The Basic Facts: "In the early morning darkness of November 2, 1986, Plaintiff Harry Douglas McIntyre and Defendant Clifford Balentine were involved in a motor vehicle accident resulting in severe injuries to Plaintiff … Both men had consumed alcohol the evening of the accident." 833 S.W.2d at 53.
The Bottom Line:
- "Third, today's holding renders the doctrine of joint and several liability obsolete.
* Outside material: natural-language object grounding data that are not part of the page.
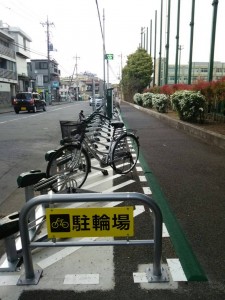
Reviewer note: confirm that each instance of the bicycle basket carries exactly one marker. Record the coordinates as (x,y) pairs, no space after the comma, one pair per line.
(71,128)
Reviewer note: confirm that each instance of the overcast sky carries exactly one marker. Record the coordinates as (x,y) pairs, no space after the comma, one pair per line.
(75,30)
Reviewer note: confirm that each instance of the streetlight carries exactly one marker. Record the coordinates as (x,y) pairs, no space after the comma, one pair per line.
(180,48)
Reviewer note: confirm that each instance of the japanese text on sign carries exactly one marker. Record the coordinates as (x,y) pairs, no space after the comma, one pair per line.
(90,222)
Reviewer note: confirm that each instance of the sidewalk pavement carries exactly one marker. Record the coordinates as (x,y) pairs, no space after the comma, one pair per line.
(207,136)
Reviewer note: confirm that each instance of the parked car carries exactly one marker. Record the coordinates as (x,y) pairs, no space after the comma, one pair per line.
(27,101)
(90,101)
(97,102)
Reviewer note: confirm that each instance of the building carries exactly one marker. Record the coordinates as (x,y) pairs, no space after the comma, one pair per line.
(199,72)
(14,52)
(82,85)
(22,49)
(45,78)
(8,73)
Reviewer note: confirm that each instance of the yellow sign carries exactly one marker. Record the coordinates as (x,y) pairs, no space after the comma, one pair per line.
(90,222)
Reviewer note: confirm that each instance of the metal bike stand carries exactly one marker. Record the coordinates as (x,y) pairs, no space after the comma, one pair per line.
(9,226)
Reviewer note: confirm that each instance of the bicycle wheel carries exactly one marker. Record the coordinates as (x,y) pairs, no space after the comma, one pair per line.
(68,168)
(125,153)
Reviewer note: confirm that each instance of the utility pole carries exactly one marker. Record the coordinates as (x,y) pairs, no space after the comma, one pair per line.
(77,88)
(48,56)
(177,38)
(160,47)
(167,43)
(213,36)
(191,41)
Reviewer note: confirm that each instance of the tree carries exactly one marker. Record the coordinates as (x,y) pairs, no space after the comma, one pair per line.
(136,75)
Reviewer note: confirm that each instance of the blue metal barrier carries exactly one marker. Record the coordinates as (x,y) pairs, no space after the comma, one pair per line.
(32,277)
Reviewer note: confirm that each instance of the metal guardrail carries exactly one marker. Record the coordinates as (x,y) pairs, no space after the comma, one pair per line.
(32,277)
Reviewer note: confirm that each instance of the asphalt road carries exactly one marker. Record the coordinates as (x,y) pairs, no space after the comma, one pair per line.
(186,178)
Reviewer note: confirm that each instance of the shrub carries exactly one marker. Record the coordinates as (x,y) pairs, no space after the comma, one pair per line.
(160,102)
(190,105)
(147,99)
(138,99)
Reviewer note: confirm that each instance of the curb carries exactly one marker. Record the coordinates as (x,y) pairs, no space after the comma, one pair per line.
(207,136)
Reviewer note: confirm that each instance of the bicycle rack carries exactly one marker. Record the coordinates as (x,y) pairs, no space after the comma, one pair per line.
(32,277)
(9,226)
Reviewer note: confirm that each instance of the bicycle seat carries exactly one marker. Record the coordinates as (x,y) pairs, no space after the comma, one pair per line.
(117,124)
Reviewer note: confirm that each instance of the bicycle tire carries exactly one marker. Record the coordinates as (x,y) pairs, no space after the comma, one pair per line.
(68,168)
(125,153)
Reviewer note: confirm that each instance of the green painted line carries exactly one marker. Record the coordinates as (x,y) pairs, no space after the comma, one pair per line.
(190,264)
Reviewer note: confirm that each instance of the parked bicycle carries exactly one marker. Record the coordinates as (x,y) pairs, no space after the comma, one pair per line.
(69,166)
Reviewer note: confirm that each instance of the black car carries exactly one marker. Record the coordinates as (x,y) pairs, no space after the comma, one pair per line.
(26,101)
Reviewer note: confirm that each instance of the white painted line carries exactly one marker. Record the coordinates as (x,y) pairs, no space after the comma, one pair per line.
(61,254)
(119,186)
(102,181)
(165,232)
(142,178)
(81,279)
(139,209)
(112,204)
(147,190)
(140,277)
(176,269)
(9,280)
(139,169)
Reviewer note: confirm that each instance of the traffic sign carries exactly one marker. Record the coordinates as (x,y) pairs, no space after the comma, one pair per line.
(90,222)
(109,56)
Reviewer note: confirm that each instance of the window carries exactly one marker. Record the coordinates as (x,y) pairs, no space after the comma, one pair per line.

Our adoption of comparative fault is due largely to considerations of fairness: the contributory negligence doctrine unjustly allowed the entire loss to be borne by a negligent plaintiff, notwithstanding that the plaintiff's fault was minor in comparison to the defendant's. Having thus adopted a rule more closely linking liability and fault, it would be inconsistent to simultaneously retain a rule, joint and several liability, which may fortuitously impose a degree of liability that is out of all proportion to fault.FN7
FN7 Numerous other comparative fault jurisdictions have eliminated joint and several liability. See, e.g., Alaska Stat. § 09.17.080(d) (Supp. 1991); Colo. Rev. Stat. § 13-21-111.5(1) (1987); Kan. Stat. Ann § 60-258a(d) (Supp. 1991); N.M. Stat. Ann. § 41-3A-a (1989); N.D. Cent. Code § 32-03.2-02 (Supp. 1991); Utah Code Ann. §78-27-38, -40 (1992); Wyo. Stat. Ann. § 1-1-109(d) (1988)."
833 S.W.2d at 58.
Other Sources of Note: When a defendant is found to have a duty to prevent another from committing an intentional wrong, Limbaugh v. Coffee Medical Center, 59 S.W.3d 73 (Tenn. 2001), and joint and several liability survives in cases involving conspiracy, Resolution Trust Corp. v. Block, 924 S.W.2d 354 (Tenn. 1996). A finding of strict liability in a products liability case has the effect of joint and several liability insofar as the liability of the person who manufactured the product is concerned, see Owens v. Truckstops of America, 915 S.W.2d 420 (Tenn. 1996).